Título: EUA culpam países em desenvolvimento por impasse em Doha
Autor: Balthazar, Ricardo
Fonte: Valor Econômico, 10/07/2006, Brasil, p. A4

Os Estados Unidos atribuíram no fim da semana passada grande parte da responsabilidade pelo impasse nas negociações da rodada Doha de liberalização do comércio mundial aos países em desenvolvimento, devido à maneira como eles têm hesitado em ampliar a abertura de seus mercados para produtos industriais e serviços estrangeiros.

Países como o Brasil e a Índia resistem a avançar nesse campo porque muitas de suas indústrias teriam problemas com o aumento na competição com os estrangeiros. Além disso, eles querem que americanos e europeus eliminem as barreiras que travam o comércio agrícola antes de exigir novas concessões dos países em desenvolvimento.

Para a representante comercial dos Estados Unidos, Susan Schwab, países mais avançados como o Brasil, a Índia e a China "gostariam de se esconder atrás dos menos desenvolvidos e mais pobres" para evitar concessões e assim manter seus mercados protegidos contra a concorrência estrangeira.

Ela se referiu com ironia aos críticos, que consideram tímida a posição americana nas negociações e exigem avanços na área agrícola. "Talvez o resto do mundo esperasse que os Estados Unidos aparecessem oferecendo mais em agricultura e recebendo menos em termos de abertura de mercados", disse. "Não há equilíbrio nessa equação."

Schwab reconheceu as dificuldades políticas que os países envolvidos nas negociações de Doha têm enfrentado para fazer concessões e conciliar interesses econômicos divergentes em casa. "Não estou levantando questões sobre os motivos de qualquer um dos nossos parceiros comerciais, porque sei que o que eles estão fazendo é tão difícil para eles politicamente quanto é para nós", disse.

Mas ela argumentou que só será possível vencer a oposição dos grupos prejudicados construindo um acordo que compense o prejuízo com vantagens substanciais para outros setores. Foi uma maneira de dizer que ela só poderá driblar a resistência que o Congresso americano impõe na área agrícola se o acordo incluir uma maior abertura dos mercados em outras áreas.

Schwab disse ter esperança de que o encontro de líderes mundiais marcado para a semana que vem em São Petersburgo, Rússia, abra caminho para desfazer o impasse. A Rodada Doha será um dos temas principais da reunião do G-8, grupo que reúne Alemanha, Canadá, Estados Unidos, França, Itália, Japão, Reino Unido e Rússia.

O presidente Luiz Inácio Lula da Silva e o primeiro-ministro indiano, Manmohan Singh, foram convidados para participar das conversas.

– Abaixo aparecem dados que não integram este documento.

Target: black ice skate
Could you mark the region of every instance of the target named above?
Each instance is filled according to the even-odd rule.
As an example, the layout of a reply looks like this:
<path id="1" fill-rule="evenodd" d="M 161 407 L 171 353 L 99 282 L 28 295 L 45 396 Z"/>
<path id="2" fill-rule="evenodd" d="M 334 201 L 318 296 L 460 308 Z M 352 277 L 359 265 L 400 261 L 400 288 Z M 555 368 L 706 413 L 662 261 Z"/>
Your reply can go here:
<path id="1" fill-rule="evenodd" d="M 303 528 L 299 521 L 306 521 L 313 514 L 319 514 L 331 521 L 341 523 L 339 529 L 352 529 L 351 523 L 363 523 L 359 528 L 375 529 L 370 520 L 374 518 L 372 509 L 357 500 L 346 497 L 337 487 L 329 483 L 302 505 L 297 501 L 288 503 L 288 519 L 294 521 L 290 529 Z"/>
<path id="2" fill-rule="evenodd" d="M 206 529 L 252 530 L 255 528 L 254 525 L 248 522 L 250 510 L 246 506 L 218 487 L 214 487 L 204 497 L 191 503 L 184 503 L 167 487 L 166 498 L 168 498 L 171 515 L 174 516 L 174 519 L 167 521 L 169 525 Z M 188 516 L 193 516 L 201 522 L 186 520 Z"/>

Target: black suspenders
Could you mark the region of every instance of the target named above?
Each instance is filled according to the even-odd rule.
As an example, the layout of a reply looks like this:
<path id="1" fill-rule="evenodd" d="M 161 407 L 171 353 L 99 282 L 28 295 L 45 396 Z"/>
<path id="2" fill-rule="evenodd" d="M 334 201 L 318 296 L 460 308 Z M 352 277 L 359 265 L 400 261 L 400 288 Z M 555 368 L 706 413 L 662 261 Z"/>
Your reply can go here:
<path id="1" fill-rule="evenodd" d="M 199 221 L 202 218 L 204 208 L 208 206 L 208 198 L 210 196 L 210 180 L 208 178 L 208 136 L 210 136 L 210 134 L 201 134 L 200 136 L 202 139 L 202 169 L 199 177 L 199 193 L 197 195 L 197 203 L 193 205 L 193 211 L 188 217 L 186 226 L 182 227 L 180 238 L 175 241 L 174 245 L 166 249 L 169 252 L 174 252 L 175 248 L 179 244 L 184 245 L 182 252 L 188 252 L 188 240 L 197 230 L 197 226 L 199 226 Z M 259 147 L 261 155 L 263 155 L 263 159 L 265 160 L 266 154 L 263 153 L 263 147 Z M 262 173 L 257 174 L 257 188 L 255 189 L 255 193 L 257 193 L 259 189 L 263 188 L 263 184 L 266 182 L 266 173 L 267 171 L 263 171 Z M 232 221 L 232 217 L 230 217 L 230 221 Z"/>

"Não se pode negar o valor de ter seu líder dizendo, volte à mesa de negociações e termine esse trabalho", disse Schwab. Mas ela reconheceu que, mesmo que se alcance algum resultado em São Petersburgo, será preciso resolver muitos detalhes técnicos antes de concluir as negociações.

Outra razão para esperanças, segundo ela, vem das conversas que ela teve durante a última reunião de nível ministerial em Genebra, onde fica a sede da Organização Mundial do Comércio (OMC). "Há uma diferença entre a retórica em público e as conversas privadas", afirmou Schwab. "Acredito que há potencial suficiente para fazer um bom acordo, mas não é fácil."